Selon un rapport publié le mois dernier par Fashion for Good et la société de capital-investissement Spring Lane Capital, environ 400 milliards de dollars seront nécessaires pour développer les innovations en matière de matériaux et de processus nécessaires pour respecter les engagements climatiques de la mode. Dans l’état actuel des choses, l’industrie est confrontée à une pénurie massive de matières premières à faible impact à l’horizon 2030, lorsque de nombreux engagements en matière de développement durable arriveront à échéance, selon une analyse réalisée par les cabinets de conseil BCG et Quantis et par l’association professionnelle Textile Exchange.

« Les partenaires de la chaîne d’approvisionnement n’ont pas encore reçu de message clair et cohérent de la part des marques », a déclaré Jocelyn Wilkinson, partenaire du BCG. « Ils doivent donner confiance et cela signifie passer des commandes.

Le renforcement de la réglementation gouvernementale sur des marchés clés tels que la Chine, l’Europe et les États-Unis devrait contribuer à soutenir l’investissement, en imposant aux entreprises d’inclure davantage de contenu recyclé dans leurs produits et de veiller à ce que les textiles soient recyclés à la fin de leur cycle de vie. Mais le processus législatif est lent et les marques sont généralement réactives plutôt que proactives lorsqu’il s’agit de se préparer à de nouvelles règles.

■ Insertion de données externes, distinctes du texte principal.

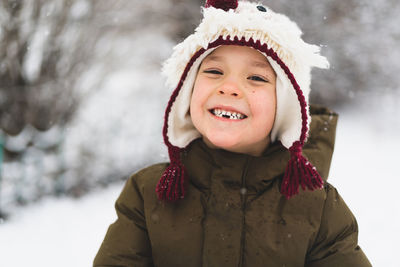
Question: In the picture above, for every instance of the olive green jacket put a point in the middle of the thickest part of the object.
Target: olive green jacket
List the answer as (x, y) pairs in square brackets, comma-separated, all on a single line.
[(234, 215)]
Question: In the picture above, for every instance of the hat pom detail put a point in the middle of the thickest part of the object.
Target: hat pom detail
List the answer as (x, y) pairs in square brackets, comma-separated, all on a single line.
[(171, 186), (299, 172), (222, 4)]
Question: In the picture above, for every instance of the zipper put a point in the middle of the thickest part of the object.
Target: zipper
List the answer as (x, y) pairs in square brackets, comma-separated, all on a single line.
[(243, 197)]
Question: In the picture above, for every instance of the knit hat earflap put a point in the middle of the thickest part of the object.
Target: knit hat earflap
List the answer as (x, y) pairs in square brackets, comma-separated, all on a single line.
[(275, 36)]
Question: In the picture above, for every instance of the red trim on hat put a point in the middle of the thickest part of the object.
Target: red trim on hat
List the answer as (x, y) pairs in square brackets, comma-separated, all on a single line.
[(299, 170)]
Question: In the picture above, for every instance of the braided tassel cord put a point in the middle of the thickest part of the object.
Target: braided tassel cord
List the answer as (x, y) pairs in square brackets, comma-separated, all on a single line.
[(299, 172), (171, 186)]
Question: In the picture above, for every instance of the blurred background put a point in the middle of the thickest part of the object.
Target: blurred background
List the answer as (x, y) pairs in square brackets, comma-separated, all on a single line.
[(82, 105)]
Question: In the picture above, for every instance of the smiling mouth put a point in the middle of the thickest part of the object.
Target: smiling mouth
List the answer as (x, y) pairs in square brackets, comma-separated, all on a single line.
[(227, 114)]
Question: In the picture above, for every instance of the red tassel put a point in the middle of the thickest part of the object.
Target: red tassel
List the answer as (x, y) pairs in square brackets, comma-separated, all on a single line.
[(171, 186), (222, 4), (299, 171)]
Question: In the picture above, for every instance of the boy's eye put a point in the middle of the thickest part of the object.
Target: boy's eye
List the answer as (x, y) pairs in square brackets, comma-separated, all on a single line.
[(213, 72), (257, 78)]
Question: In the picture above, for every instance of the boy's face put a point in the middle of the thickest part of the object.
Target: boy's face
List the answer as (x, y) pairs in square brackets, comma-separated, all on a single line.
[(235, 80)]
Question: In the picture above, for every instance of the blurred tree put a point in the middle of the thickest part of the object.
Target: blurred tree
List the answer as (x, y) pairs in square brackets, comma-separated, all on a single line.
[(41, 55)]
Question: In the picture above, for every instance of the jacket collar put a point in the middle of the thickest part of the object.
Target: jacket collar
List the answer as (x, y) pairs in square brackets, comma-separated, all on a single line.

Entre-temps, l’industrie doit trouver un moyen de naviguer dans l’équilibre délicat entre les pressions des coûts à court terme et les ambitions de durabilité à long terme. Cela signifie que les marques doivent jouer le jeu et commencer à passer des commandes, affirment les observateurs du secteur.

Pour atteindre le seuil de rentabilité, Renewcell doit vendre seulement 3 500 tonnes de pâte de cellulose par mois, une goutte d’eau dans l’océan d’un marché potentiel que la société estime à 7 millions de tonnes aujourd’hui. Au rythme actuel, la société dispose de suffisamment de liquidités pour couvrir deux trimestres supplémentaires avant de devoir rechercher des capitaux supplémentaires ou de risquer l’effondrement.

L’entreprise a déclaré qu’elle avait engagé des discussions positives avec des entreprises tout au long de la chaîne d’approvisionnement.

« Je pense qu’il est possible de créer une dynamique », a déclaré M. Håkansson. « Mais nous avons besoin de grandes marques et d’un leadership pour prendre une position plus forte.